After merge: rebuild MC Docker containers, restart principal-broker launchd, verify SSE stream live from Cockpit, issue a test directive to three agents, run a War Room drill. Level 1 halt, confirm incident_activated fires, resume, confirm incident_resolved. If all five steps pass, Principal v1 is done. Not "feature complete" — operationally autonomous.

What Autonomy Actually Requires

The industry talks about autonomous AI agents as if autonomy is a model capability. It isn't. Autonomy is a systems property. It emerges from the connective tissue — the routing, the event streams, the observability layers, the cron hygiene — being complete enough that the operator can actually leave.

The precise definition of an autonomous system: it runs its next cycle without you making a decision. Not you checking on it. Not you re-enabling a cron. Not you manually routing a directive because the dispatcher wasn't polling. The next cycle runs.

Getting there required closing gaps that weren't in any sprint because they weren't features.

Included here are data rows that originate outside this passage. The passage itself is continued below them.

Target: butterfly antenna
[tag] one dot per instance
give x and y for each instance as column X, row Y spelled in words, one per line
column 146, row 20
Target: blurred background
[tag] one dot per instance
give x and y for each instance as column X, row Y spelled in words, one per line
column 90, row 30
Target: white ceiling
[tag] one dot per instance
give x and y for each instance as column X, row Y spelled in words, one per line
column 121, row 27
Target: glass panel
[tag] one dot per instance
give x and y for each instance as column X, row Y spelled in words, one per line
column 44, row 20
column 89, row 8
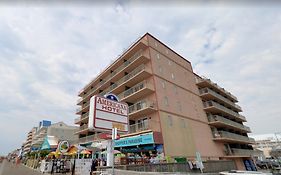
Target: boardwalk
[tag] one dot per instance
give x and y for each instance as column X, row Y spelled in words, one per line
column 8, row 168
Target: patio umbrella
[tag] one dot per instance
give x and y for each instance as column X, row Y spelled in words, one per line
column 85, row 152
column 114, row 151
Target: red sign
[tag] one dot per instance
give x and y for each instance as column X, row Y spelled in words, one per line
column 107, row 136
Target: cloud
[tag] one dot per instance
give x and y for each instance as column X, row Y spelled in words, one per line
column 47, row 54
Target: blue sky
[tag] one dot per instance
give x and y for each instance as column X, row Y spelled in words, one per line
column 49, row 52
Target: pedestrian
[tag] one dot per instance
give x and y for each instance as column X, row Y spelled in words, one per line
column 94, row 167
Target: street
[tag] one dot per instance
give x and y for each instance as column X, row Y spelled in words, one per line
column 8, row 168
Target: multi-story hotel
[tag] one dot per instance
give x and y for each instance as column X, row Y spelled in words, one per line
column 27, row 143
column 180, row 113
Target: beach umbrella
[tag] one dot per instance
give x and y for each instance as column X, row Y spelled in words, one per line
column 85, row 152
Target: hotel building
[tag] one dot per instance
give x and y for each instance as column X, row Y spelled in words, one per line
column 27, row 144
column 179, row 112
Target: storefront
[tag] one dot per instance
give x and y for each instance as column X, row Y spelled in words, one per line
column 140, row 148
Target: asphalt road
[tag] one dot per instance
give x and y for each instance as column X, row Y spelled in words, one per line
column 8, row 168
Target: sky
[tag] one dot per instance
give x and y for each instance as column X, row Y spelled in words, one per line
column 48, row 52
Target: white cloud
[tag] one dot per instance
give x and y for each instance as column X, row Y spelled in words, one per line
column 47, row 54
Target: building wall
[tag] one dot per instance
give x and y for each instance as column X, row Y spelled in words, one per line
column 63, row 132
column 179, row 103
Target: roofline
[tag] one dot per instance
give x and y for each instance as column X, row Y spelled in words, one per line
column 167, row 46
column 125, row 52
column 120, row 56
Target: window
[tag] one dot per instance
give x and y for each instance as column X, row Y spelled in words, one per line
column 173, row 76
column 158, row 56
column 175, row 89
column 166, row 101
column 183, row 125
column 179, row 106
column 164, row 84
column 160, row 69
column 170, row 120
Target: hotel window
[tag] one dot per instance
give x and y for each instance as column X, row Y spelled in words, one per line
column 160, row 69
column 158, row 56
column 170, row 120
column 175, row 89
column 166, row 102
column 179, row 106
column 163, row 84
column 183, row 125
column 173, row 76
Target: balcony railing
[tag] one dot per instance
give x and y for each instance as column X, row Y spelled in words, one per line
column 81, row 118
column 224, row 109
column 142, row 126
column 134, row 89
column 199, row 80
column 83, row 127
column 107, row 78
column 141, row 105
column 215, row 118
column 80, row 108
column 125, row 78
column 88, row 138
column 207, row 90
column 242, row 152
column 232, row 136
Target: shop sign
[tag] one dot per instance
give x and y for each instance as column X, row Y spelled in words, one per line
column 134, row 141
column 63, row 146
column 107, row 113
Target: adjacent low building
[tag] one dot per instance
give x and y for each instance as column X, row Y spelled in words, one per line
column 172, row 111
column 60, row 131
column 266, row 143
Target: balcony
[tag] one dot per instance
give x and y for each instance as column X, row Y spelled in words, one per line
column 211, row 106
column 82, row 129
column 229, row 137
column 83, row 108
column 136, row 92
column 209, row 94
column 88, row 139
column 141, row 108
column 138, row 58
column 235, row 152
column 145, row 125
column 204, row 82
column 138, row 74
column 218, row 121
column 83, row 118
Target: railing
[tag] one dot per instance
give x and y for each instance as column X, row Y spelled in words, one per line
column 82, row 117
column 83, row 127
column 142, row 126
column 88, row 138
column 207, row 90
column 236, row 151
column 229, row 111
column 225, row 134
column 199, row 80
column 134, row 89
column 125, row 64
column 80, row 108
column 125, row 78
column 213, row 118
column 141, row 105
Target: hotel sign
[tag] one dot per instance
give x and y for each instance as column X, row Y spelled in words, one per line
column 106, row 114
column 135, row 140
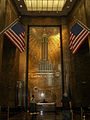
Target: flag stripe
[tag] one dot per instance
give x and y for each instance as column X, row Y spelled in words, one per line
column 78, row 35
column 17, row 36
column 12, row 38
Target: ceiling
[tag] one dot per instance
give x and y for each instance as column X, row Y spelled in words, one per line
column 44, row 7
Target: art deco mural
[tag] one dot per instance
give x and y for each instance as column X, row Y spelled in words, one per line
column 45, row 64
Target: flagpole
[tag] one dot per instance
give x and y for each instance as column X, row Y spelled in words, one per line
column 62, row 65
column 26, row 100
column 10, row 25
column 79, row 22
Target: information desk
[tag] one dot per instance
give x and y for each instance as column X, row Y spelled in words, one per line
column 45, row 107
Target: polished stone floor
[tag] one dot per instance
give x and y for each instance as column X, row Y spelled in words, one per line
column 38, row 116
column 42, row 116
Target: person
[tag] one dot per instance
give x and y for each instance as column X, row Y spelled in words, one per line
column 32, row 104
column 66, row 104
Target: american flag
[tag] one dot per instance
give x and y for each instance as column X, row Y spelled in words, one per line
column 16, row 35
column 78, row 35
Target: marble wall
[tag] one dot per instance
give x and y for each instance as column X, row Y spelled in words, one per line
column 80, row 64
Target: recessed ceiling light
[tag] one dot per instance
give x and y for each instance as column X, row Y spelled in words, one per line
column 68, row 6
column 20, row 6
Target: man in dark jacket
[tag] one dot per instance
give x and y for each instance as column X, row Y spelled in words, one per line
column 66, row 104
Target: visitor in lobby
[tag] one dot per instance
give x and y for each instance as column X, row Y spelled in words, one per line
column 32, row 104
column 66, row 105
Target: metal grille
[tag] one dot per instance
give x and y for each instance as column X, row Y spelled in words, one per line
column 45, row 5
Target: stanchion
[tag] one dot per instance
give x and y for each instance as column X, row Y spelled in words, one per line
column 8, row 114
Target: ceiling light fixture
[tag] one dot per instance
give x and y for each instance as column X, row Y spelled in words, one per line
column 45, row 5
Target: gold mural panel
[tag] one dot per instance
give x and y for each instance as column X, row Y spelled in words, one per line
column 45, row 80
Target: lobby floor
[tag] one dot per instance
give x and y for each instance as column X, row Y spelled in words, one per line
column 38, row 116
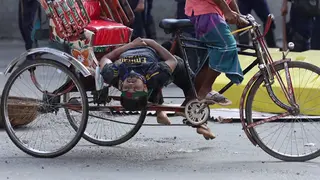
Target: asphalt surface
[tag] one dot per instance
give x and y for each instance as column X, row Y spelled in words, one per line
column 154, row 153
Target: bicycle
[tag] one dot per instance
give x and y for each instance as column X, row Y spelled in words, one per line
column 79, row 81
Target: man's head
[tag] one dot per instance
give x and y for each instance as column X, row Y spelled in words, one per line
column 134, row 94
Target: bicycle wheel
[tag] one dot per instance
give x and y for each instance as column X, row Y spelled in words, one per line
column 108, row 127
column 48, row 133
column 291, row 138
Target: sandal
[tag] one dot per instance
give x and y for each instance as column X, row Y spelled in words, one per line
column 205, row 131
column 162, row 118
column 216, row 98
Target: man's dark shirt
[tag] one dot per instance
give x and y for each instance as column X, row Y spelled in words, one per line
column 142, row 60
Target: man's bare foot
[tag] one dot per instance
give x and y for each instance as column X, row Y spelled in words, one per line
column 140, row 6
column 206, row 132
column 162, row 118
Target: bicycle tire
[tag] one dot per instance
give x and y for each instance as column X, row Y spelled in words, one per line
column 5, row 95
column 248, row 111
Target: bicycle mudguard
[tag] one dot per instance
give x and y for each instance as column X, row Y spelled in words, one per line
column 244, row 96
column 61, row 57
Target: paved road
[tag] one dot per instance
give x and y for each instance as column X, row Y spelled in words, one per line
column 154, row 153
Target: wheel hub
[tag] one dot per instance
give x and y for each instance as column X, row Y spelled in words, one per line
column 197, row 113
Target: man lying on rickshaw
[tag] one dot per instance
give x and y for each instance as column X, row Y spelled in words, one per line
column 140, row 69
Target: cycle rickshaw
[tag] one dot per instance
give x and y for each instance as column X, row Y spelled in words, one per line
column 76, row 97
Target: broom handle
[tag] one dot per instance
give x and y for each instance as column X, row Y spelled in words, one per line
column 284, row 33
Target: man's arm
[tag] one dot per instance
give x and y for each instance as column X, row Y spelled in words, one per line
column 234, row 6
column 222, row 5
column 284, row 8
column 114, row 55
column 170, row 60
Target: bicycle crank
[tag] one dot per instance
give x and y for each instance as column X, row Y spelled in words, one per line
column 197, row 113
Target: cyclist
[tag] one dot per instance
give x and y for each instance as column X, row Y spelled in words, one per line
column 209, row 18
column 140, row 69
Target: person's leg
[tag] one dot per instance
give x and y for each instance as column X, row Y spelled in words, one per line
column 315, row 43
column 223, row 56
column 137, row 26
column 301, row 29
column 20, row 19
column 244, row 8
column 180, row 76
column 150, row 27
column 261, row 8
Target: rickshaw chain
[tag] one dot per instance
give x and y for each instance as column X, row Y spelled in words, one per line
column 98, row 117
column 134, row 123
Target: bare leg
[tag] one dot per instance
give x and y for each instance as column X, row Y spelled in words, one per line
column 162, row 118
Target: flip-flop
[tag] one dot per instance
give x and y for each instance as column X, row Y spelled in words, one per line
column 216, row 98
column 205, row 131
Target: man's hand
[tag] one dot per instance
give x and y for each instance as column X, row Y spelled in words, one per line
column 231, row 17
column 138, row 42
column 284, row 9
column 242, row 22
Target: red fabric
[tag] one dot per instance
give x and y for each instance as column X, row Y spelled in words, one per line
column 93, row 8
column 109, row 32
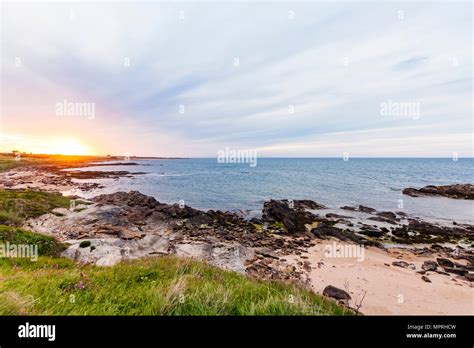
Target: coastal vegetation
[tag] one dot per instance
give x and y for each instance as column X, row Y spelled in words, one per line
column 165, row 285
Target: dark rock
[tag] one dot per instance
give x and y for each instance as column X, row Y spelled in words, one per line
column 429, row 266
column 458, row 271
column 293, row 219
column 457, row 191
column 445, row 262
column 365, row 209
column 387, row 215
column 371, row 232
column 338, row 294
column 348, row 208
column 469, row 276
column 403, row 264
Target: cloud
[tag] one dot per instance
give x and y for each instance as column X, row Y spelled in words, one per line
column 316, row 78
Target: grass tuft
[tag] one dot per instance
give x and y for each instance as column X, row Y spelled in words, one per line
column 165, row 285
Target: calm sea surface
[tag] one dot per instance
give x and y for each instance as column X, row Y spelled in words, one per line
column 378, row 183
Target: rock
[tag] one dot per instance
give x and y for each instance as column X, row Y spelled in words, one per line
column 371, row 231
column 469, row 276
column 387, row 215
column 426, row 279
column 293, row 219
column 458, row 271
column 308, row 204
column 108, row 260
column 403, row 264
column 348, row 208
column 336, row 216
column 338, row 294
column 365, row 209
column 445, row 262
column 457, row 191
column 429, row 266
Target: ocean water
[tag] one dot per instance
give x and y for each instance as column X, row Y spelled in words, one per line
column 378, row 183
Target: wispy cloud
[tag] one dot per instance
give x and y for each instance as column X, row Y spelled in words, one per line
column 189, row 79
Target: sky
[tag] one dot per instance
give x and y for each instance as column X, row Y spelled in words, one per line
column 188, row 79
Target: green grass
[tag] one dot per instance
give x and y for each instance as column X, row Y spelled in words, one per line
column 155, row 286
column 18, row 205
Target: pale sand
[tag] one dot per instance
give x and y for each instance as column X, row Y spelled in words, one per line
column 387, row 286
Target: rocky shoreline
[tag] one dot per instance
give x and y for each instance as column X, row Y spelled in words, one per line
column 458, row 191
column 279, row 245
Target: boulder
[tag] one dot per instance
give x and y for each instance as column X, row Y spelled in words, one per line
column 338, row 294
column 457, row 191
column 429, row 266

They were the gaps between features — the plumbing that nobody scopes because it feels like it should already be there. You build the alarm system and forget to wire it to the siren.

Terminal velocity has a concrete meaning in this context: zero terminal sessions needed. Not fewer. Zero. That's the bar, and it took naming five specific mechanisms that violated it before the number could move.

The 37 repos still exist. The trading bots are still running. The content pipeline still produces videos. But now there's a cockpit that shows the state of all of it, routes directives to the right agent, streams real incident events, and surfaces behavioral health from a live endpoint. The activity feed has Jupiter trade events. The cron scheduler has 42 active jobs, all running.

The terminal is still there. I just don't need it anymore.